There are currently two golf courses on the island - Plantation Golf Resort and Mount Irvine Bay. Mount Irvine Bay is long established and currently in the middle of a regeneration project that has already seen an updated and transformed hotel. It would be fair to say that the Mount Irvine Bay Course needs a little love and attention. It needs a LOT of love and attention. It is a great track, but a substantial investment is required to bring up to the standard required for wealthy tourists to want to play it regularly.
The Plantation course is only a few miles away on the opposite (Atlantic) side of the island and is part of a huge Magdalena resort: once a Hilton property, it is now government run, and while not perfect, it is improving.
The par 72 layout has a number of tees available for the golfer to pick their challenge, which can rise to 7000 yards for the sadists, or very long hitters. Designed by Bob Hunt, who heads PGA Design Consultants, it is a relatively flat course. It is the flat topography that prevents majestic views, but does allow for easy walking, even though many of the golfers prefer to use golf buggies. When it is very hot, the buggy provides shade and also the most delicious breeze once the buggy is in motion. Although close to the ocean, most of the scenery is a tropical parkland with elegant American style villas lining many of the fairways. It is hard to tire of the beauty of palm trees, which give such an exotic setting for those of us from Northern Europe. There is also plenty of water, which provides a pretty backdrop, but also the chance to spoil another was good around.

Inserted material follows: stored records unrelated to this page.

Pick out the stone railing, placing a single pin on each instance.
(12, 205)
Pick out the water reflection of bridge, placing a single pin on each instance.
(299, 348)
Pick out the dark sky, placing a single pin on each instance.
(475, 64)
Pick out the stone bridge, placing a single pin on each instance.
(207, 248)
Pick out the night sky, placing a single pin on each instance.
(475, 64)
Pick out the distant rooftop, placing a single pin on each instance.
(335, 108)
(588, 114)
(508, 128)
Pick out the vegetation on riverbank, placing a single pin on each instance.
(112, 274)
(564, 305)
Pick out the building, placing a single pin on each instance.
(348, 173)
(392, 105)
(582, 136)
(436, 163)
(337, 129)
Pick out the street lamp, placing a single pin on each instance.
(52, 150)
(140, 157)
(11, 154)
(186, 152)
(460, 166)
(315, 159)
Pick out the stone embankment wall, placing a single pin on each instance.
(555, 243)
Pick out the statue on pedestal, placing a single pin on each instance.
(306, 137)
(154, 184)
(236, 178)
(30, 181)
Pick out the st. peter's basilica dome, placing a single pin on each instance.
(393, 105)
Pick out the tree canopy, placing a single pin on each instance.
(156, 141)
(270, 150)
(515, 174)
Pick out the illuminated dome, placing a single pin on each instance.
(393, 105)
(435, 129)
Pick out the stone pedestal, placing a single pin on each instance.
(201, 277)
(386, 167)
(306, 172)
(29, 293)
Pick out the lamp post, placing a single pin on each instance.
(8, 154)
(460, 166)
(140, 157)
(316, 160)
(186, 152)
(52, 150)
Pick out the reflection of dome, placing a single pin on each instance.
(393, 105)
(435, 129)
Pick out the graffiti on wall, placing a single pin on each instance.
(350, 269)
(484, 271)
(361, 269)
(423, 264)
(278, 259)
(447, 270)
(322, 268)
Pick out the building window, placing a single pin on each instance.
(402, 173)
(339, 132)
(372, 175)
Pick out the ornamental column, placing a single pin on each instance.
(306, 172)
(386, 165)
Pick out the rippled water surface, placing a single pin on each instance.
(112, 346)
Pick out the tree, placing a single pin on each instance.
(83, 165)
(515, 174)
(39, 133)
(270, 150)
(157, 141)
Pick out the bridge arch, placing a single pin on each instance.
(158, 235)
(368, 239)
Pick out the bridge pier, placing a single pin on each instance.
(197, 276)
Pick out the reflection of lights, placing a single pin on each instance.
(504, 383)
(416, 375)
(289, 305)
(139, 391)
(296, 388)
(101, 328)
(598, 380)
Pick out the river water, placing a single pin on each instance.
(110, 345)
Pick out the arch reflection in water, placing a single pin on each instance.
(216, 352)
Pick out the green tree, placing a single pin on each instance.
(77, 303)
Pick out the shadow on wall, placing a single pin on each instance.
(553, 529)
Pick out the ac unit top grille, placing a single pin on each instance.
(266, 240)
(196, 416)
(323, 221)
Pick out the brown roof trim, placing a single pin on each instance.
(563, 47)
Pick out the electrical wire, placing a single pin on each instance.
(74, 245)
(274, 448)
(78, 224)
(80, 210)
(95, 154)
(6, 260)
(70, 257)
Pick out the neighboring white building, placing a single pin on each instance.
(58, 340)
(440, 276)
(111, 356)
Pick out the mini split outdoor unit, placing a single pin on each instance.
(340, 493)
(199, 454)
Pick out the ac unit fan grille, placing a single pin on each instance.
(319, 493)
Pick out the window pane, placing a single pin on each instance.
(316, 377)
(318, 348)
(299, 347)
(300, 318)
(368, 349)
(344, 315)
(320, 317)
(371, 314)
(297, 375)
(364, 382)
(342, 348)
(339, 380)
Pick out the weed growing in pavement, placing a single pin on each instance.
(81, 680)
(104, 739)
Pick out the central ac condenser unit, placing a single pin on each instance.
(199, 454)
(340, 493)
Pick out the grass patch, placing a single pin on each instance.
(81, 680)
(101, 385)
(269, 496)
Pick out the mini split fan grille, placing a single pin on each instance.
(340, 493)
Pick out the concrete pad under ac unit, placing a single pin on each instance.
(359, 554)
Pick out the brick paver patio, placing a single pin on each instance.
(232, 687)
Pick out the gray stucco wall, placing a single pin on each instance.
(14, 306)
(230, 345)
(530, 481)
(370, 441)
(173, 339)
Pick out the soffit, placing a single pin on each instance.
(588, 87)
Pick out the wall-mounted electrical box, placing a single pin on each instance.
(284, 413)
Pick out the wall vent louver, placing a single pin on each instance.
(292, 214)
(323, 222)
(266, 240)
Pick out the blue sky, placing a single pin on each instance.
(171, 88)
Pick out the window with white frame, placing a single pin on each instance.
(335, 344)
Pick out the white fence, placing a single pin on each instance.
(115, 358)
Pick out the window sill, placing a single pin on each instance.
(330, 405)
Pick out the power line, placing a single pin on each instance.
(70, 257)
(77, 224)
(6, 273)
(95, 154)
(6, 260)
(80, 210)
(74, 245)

There are two distinct seasons in Tobago: the wet and the dry season. During the wet season there are often torrential downpours, which will quickly give way to bright sunshine, making golf a viable alternative were it not for the very wet ground conditions that the downpours can create. The course plays completely differently during the dry season: despite irrigation, the fairways run firm throughout the summer and the greens are a fiendish challenge. Cutting the course during the wet season is very difficult; it is almost impossible to guarantee that fairways, surrounds, tees, greens, aprons and semi rough can all be consistently groomed when mowers can become stuck in the middle of a fairway. However, the greenkeeping team do a reasonable job, and the course is good fun to play most of the year.
Due to the heat of the sun, the greens are seared and develop a nap which leads the ball to drop towards the nearest large area of water, normally the sea. This can sometimes be very confusing to the golfer, and the ball can seem to travel up hill faster than it travels downhill. As if golf isn’t hard enough already!
There is a decent practice ground and a couple of putting greens, which are positioned close to the clubhouse. The clubhouse is a light and airy building with excellent patios and has recently been taken over - all of the staff seem cheerful and eager to help and the food we tried was delicious.
Close to the clubhouse, one of the larger water features plays host to Colin, the Caiman - caimans are slightly smaller versions of alligators and are to be avoided at all costs!
The Magdalena Resort is fantastically well equipped and offers everything you could want from a luxury beach holiday. As a golfing destination, with lots of other activities, it is nearly perfect. Green fee prices are reasonable, however the club hire is expensive, but the clubs offered are good quality Callaway sets in regular and stiff shafts, and only a couple of years old.
Tobago is a great island to play golf on - and offers so much more besides.